The issue confronting Pritzker stems from his 2015 push to lower property taxes on a mansion he and his wife owned adjacent to their Gold Coast home. Their tax appeal was based on the removal of toilets in the neighboring home that Pritzker says he and his wife had been renovating.

The move yielded a $330,000 property tax break because the structure was considered “uninhabitable” in the eyes of the Cook County assessor’s office.

But Cook County Inspector General Patrick Blanchard questioned the legality of that tax appeal in a confidential report, and Pritzker announced this week he would refund the money back to the county treasury.

Rauner has made the tax appeal a focal point of his campaign as he seeks to gain ground on Pritzker, who has led by double-digits in three successive polls since August.

The governor has dubbed Pritzker the “Porcelain Prince” in campaign commercials and has called the appeal criminal. The governor’s surrogates have staged press conferences in front of Pritzker’s home with toilets lined up on the sidewalk.

Foxx’s involvement now represents a potentially troubling development for the Pritzker campaign, though again, it’s not clear whether the state’s attorney has formally opened any kind of investigation based on the vague statement her office issued and its unwillingness to clarify matters late Thursday.

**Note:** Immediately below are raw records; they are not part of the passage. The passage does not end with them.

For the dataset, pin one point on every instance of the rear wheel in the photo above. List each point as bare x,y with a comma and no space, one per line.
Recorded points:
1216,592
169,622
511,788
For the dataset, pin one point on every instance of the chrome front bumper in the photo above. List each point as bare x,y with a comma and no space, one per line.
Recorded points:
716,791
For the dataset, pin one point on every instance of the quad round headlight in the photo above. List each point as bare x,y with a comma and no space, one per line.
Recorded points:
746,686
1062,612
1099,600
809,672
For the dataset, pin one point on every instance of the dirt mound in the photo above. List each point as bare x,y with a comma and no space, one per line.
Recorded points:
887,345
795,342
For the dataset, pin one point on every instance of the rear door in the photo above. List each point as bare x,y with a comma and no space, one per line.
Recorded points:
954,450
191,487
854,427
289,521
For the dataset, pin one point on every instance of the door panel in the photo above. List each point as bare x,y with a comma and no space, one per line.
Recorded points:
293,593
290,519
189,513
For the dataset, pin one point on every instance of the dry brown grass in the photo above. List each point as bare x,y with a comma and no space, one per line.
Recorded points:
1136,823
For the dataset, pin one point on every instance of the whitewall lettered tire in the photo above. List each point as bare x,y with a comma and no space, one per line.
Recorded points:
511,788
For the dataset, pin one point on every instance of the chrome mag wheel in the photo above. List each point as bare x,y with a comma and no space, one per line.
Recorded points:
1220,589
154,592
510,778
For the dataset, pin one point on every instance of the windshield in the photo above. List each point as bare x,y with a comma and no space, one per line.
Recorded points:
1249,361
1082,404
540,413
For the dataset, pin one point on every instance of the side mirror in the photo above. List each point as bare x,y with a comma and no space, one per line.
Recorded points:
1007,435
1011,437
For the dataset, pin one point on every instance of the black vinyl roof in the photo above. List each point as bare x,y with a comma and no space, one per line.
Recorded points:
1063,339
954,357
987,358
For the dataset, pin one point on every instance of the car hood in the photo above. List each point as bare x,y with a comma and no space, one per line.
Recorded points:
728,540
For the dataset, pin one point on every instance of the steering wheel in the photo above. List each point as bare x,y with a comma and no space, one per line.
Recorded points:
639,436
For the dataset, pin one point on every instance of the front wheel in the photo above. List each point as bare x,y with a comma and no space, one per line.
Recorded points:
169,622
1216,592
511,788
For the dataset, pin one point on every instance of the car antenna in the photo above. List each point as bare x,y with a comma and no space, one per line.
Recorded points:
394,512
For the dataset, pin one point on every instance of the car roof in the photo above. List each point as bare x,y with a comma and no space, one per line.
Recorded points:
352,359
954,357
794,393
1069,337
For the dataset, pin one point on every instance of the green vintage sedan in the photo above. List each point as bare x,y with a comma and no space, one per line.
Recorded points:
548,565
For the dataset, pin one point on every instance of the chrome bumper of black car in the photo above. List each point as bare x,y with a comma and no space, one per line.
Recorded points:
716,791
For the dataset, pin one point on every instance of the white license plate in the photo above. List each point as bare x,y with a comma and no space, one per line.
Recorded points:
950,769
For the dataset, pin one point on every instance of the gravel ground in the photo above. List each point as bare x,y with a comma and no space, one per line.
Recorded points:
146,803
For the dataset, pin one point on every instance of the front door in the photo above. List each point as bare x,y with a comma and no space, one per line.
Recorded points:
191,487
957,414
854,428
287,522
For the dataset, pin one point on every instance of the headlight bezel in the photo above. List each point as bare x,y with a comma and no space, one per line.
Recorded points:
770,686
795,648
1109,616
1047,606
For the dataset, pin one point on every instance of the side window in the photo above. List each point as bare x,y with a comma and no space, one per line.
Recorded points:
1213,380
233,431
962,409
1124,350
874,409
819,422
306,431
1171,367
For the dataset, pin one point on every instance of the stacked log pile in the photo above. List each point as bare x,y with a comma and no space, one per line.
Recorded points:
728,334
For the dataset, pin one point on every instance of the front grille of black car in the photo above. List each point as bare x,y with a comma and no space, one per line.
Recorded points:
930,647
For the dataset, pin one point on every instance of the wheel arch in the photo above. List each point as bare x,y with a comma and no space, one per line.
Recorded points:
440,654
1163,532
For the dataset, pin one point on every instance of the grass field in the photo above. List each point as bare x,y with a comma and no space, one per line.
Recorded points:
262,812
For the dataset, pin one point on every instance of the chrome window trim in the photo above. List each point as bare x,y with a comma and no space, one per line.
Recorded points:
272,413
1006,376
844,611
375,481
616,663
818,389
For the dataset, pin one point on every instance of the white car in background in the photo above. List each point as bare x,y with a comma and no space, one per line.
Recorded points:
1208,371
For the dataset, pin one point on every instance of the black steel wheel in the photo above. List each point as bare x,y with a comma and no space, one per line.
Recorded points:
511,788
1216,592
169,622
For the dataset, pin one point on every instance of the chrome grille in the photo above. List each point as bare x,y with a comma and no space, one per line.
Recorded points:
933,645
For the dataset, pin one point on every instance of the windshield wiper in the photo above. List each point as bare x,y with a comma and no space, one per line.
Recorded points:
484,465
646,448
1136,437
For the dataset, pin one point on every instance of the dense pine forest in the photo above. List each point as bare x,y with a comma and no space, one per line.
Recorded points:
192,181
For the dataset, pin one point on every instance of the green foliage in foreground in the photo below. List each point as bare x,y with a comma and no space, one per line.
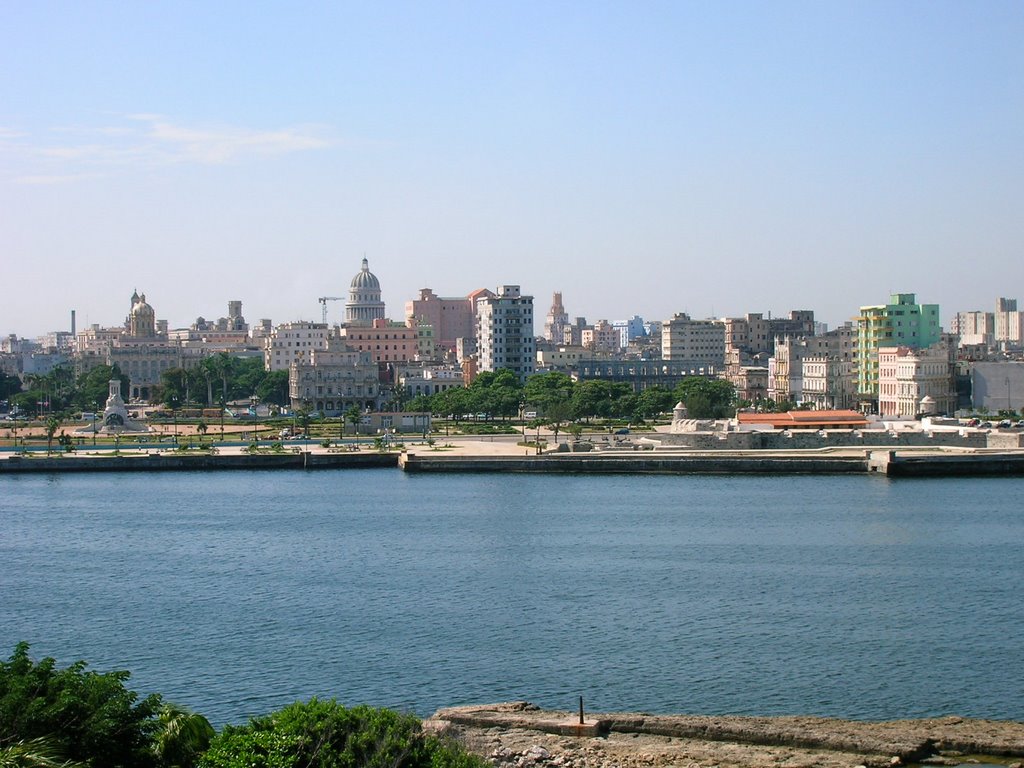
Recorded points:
325,734
77,718
80,715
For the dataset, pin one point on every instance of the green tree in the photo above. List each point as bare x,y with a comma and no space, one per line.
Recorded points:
52,425
353,416
556,414
173,386
707,398
420,403
9,385
87,716
325,734
35,753
652,401
543,390
181,736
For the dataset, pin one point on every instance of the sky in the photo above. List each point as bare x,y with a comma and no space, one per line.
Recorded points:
642,158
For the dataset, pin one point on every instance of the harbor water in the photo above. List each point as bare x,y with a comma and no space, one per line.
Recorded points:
236,593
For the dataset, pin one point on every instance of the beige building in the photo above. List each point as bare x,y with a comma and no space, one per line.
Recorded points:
751,382
333,380
384,340
561,357
293,342
755,334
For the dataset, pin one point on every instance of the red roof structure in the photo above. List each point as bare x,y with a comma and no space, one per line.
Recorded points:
805,420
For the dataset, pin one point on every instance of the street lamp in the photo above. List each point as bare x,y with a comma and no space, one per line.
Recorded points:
255,401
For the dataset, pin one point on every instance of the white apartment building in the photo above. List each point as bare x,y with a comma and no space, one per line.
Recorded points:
429,380
505,332
293,342
601,337
690,340
974,328
1009,324
829,382
907,376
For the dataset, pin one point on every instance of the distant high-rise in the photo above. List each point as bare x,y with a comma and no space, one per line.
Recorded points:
557,320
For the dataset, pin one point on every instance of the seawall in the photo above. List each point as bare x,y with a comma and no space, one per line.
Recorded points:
169,462
519,734
640,462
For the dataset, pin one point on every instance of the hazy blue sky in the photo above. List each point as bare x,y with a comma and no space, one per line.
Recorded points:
643,158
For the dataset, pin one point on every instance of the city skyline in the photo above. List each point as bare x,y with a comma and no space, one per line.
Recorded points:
642,160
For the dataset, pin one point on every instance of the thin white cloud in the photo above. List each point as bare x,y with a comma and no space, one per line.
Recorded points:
148,139
222,144
49,179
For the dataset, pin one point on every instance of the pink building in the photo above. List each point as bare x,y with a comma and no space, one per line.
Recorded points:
452,317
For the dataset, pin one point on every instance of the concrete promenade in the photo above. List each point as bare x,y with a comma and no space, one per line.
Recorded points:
505,454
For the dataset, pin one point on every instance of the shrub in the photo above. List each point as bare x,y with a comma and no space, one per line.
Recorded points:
325,734
82,715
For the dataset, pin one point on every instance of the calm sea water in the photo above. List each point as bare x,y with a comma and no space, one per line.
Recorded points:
236,593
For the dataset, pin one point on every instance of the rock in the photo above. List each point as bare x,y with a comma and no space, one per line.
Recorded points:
536,754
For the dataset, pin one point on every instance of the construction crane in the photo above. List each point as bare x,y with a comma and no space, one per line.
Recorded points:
324,299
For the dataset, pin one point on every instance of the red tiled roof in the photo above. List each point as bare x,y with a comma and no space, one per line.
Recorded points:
807,420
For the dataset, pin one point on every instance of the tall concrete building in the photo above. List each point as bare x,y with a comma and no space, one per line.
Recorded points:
364,305
900,323
505,332
688,340
1009,324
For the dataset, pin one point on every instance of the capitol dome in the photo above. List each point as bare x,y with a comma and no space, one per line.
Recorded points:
141,321
365,280
365,304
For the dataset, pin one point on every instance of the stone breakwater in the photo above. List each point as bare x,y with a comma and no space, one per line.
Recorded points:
518,734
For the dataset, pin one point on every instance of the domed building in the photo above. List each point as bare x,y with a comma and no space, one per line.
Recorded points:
364,305
141,321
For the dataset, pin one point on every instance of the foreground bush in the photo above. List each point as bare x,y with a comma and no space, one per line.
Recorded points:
325,734
73,714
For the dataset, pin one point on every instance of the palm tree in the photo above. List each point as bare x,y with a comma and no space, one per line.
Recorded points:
52,424
182,737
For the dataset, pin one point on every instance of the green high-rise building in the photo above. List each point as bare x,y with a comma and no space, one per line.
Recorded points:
901,323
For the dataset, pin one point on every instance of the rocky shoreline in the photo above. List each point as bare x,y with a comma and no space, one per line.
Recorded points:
518,734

“With regard to the Cook County [inspector general] report you referenced, the matter is in the hands of our special prosecutions unit,” Foxx spokeswoman Tandra R. Simonton said in an emailed statement to WBEZ. “We have no further comment at this time.”

Rauner’s campaign addressed the statement coming out of the state’s attorney’s office Thursday evening by trying to keep the heat on Pritzker over the tax-appeal issue.

“The Cook County inspector general concluded that Pritzker defrauded taxpayers of hundreds of thousands of dollars,” Rauner campaign spokesman Alex Browning said. “Pritzker’s decision to pay that money back is an admission of guilt. Tax fraud is a serious crime that warrants swift prosecution.”.

A Pritzker spokeswoman downplayed the development and reiterated that the Democratic nominee for governor broke no rules with the tax appeal.

“Bruce Rauner’s campaign is trying to use this politically leaked report as a desperate attack to distract from the fact that his administration is now facing a criminal probe into his fatal mismanagement of the Quincy veterans’ home,” Pritzker spokeswoman Galia Slayen said in a text message.

“To be clear, the law was followed, but with just 30-odd days until the election, we should be focusing on the real issues at hand for Illinois like creating jobs, improving education and expanding healthcare,” she said.